Doch Frauen spielen in der Serie nicht nur hinter der Kamera tragende Rollen, sondern auch vor der Kamera. Nachdem die erste Episode von «Unbelievable» Maries Geschichte aufgegleist hat, springt die Serie in der zweiten Episode drei Jahre nach vorne, und führt die Ermittlerinnen Karen Duvall (Merritt Wever) sowie Grace Rasmussen (Toni Collette) ein.

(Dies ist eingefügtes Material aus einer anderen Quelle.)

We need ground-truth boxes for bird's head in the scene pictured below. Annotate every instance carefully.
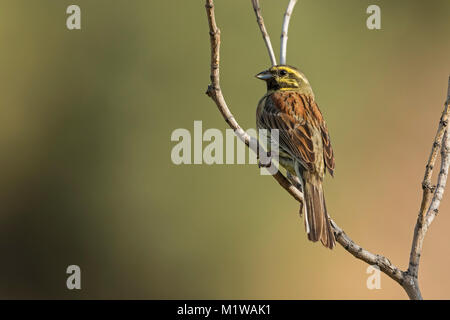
[256,65,313,96]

Duvall aus Golden in Colorado ermittelt gerade in einem Vergewaltigungsfall. Als sie ihrem Mann davon erzählt, fallen ihm Zusammenhänge mit einer Vergewaltigung auf, mit der sich seine Kollegin Grace Rasmussen im benachbarten Westminster befasst.
Die beiden Ermittlerinnen merken schnell, dass ihre Fälle sehr ähnlich sind. Beide Male ging der Täter äusserst methodisch vor und die Aussagen der beiden Opfer sind beinahe identisch. Duvall und Rasmussen gehen davon aus, dass es noch viel mehr ungelöste Vergewaltigungsfälle mit demselben Muster gibt.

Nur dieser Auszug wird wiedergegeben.